Thank You TSF and best regards,

yoyojoe


----------



## blackwater05

OH MAY GOLLIE!!! THANK YOU VERY MUCH FOR POSTING THE WINSOCKFIX blah blah..!!! It really fixed it!!! THANK YOU!! Wanna see pictures on how I struggled until I went to techsupportforum and searched for an answer??? XDray:

http://www.flickr.com/photos/[email protected]/4037457352/


----------



## johnwill

I like it when a thread solves a bunch of problems, less typing for me! :grin:


----------



## muhudin99

oh! this may be due the operating system in your router. it also depends the your router whether it is a wireless or wired router....please check the cisco router configuration, you would find it helpful.


----------



## johnwill

muhudin99 said:


> oh! this may be due the operating system in your router. it also depends the your router whether it is a wireless or wired router....please check the cisco router configuration, you would find it helpful.

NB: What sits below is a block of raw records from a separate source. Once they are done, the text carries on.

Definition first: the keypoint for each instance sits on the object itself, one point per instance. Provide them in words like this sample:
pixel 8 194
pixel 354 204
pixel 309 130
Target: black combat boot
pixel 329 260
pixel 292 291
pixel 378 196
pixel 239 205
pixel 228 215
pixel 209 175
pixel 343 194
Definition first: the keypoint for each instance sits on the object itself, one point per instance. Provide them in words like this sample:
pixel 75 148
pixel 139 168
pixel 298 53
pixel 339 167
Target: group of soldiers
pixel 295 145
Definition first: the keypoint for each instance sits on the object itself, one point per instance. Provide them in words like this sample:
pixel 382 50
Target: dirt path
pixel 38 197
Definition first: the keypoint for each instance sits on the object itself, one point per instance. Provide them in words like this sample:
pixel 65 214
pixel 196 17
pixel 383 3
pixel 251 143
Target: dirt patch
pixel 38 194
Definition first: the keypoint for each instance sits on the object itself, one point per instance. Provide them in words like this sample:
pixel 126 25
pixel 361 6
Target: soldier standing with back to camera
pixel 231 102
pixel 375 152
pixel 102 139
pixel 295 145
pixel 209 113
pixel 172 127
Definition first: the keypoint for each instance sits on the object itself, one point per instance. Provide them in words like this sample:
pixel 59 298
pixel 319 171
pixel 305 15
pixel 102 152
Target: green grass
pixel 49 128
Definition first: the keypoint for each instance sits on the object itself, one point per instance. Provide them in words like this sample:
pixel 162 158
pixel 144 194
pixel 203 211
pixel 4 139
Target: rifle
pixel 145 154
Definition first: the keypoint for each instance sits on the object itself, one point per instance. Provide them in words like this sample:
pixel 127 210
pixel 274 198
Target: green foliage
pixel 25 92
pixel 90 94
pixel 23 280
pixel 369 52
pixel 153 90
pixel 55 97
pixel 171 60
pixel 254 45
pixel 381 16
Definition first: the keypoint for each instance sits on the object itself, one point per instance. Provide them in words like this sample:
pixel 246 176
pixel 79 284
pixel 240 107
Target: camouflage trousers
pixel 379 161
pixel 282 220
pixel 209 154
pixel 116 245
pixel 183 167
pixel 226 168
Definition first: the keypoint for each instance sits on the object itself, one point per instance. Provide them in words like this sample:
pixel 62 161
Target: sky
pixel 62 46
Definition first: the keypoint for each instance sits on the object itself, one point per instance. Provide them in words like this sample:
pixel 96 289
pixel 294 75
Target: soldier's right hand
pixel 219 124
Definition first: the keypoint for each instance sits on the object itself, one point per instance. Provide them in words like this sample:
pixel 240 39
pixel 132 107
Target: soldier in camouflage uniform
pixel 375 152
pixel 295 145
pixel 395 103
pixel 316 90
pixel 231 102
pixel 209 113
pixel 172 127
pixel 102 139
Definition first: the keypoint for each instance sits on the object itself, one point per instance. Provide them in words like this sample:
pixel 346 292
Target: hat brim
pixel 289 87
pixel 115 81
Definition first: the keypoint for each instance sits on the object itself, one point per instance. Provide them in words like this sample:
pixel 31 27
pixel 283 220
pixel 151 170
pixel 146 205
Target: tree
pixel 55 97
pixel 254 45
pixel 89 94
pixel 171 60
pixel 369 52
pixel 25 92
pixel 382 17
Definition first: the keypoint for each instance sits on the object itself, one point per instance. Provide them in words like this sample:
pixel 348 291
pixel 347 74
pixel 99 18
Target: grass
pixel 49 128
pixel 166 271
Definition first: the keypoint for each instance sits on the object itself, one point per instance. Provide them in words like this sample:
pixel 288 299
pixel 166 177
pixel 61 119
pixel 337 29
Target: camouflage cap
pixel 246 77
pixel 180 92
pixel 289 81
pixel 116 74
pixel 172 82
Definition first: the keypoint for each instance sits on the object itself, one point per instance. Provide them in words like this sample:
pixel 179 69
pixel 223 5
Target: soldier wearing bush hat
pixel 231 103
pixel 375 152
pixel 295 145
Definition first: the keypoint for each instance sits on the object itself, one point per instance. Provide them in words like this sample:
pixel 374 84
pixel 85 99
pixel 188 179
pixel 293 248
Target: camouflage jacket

The original problem is three years old, don't you think they solved it by now? :laugh:


----------



## RedBaron001

Just wanna say tks as i had the same challenges with my ip renewing :wave:


----------



## 2xg

Glad this old Thread helped you.


RedBaron001 said:


> Just wanna say tks as i had the same challenges with my ip renewing :wave:


I second, per johnwill...


> I like it when a thread solves a bunch of problems, less typing for me!


----------